Optimizing species tree estimation in the presence of ILS and migration using DENIM with simulated sequences
Title: Optimizing species tree estimation in the presence of ILS and migration using DENIM with simulated sequences
DNr: NAISS 2024/23-366
Project Type: NAISS Small Storage
Principal Investigator: Bengt Oxelman <bengt.oxelman@bioenv.gu.se>
Affiliation: Göteborgs universitet
Duration: 2024-06-01 – 2024-11-01
Classification: 10610


Note: The start of this project became delayed, but is now up and running well, and it is anticipated that the work will continue with "medium"-size demands for another year. This research is concerned with optimizing the computational efficiency and accuracy with which evolutionary relationships are resolved using the multispecies coalescent (MSC)-based method DENIM (Jones, 2019) as implemented in the Bayesian phylogenetic software BEAST 2 (Bouckaert et al., 2019). This method, like several other recently developed isolation-with-migration and MSC-with-introgression methods (IMa3, Hey, 2010; Hey et al., 2018; AIM, Muller et al., 2018; Muller et al., 2021 and PhyloNet, Wen & Nakhleh, 2018), accounts for two sources of discord among genes in the estimation of the species tree – incomplete lineage sorting (ILS), and also migration. Explicitly modelling post-speciational gene flow as part of the evolutionary process means that biases in purely MSC-based inference are minimized (Leaché et al., 2014), but entails the estimation of additional migration parameters. Reliable parameter estimation, in turn, requires the use of genome-scale data, like that captured by massively-parallel sequencing. The net result is a more richly parameterized model using a large number (hundreds to thousands) of putatively unlinked loci, which may take weeks or even months to reach acceptable convergence.
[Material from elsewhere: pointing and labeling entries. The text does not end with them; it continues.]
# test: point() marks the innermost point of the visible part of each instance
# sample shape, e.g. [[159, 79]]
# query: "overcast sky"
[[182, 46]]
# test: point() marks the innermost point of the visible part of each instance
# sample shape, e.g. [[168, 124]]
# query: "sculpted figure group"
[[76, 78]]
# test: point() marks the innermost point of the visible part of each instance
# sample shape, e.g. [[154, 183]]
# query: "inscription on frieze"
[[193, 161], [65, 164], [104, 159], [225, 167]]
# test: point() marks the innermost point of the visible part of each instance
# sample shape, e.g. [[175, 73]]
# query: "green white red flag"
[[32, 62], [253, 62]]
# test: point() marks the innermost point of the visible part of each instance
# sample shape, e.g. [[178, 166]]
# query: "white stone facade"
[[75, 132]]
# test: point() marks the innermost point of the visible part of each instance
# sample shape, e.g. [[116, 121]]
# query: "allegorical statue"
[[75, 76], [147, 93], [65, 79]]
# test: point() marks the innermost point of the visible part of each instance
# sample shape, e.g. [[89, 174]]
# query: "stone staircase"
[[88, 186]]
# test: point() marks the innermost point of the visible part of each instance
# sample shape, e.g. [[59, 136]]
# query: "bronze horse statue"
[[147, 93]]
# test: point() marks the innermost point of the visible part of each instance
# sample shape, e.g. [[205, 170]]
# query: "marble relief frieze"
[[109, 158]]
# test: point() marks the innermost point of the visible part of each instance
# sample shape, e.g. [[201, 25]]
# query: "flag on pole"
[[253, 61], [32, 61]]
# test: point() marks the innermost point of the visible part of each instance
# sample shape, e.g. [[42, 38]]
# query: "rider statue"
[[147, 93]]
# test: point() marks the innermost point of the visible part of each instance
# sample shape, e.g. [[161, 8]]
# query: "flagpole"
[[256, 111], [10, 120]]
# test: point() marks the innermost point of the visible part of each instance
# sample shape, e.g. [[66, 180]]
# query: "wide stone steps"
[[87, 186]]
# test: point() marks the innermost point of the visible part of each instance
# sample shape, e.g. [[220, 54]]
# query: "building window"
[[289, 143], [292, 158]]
Our objective in this work is to (i) serially subsample a simulated sequence data set to assess the extent to which the addition of loci results in appreciable returns on investment in phylogenetic resolution, (ii) assess the extent to which restricting the timing and directionality of migration (using a flexible DENIM migration model) reduces computation time without compromising the integrity of tree estimation, and (iii) explore the effects of migration between extant and unsampled or extinct taxa (“ghost lineages”) which is not accommodated in the birth-death model (Heled & Drummond, 2010) by pruning accessions in the simulated molecular data set. Our work entails many iterations of the DENIM model under molecular data sets of varying size under varying migration parameter settings. The proposed work is a rapidly-developing area of research in biological systematics. Insights provided by our work will inform project design in molecular phylogenetics, and will also help inform best practices for tree estimation using fully-parameterized Bayesian tree inference with migration.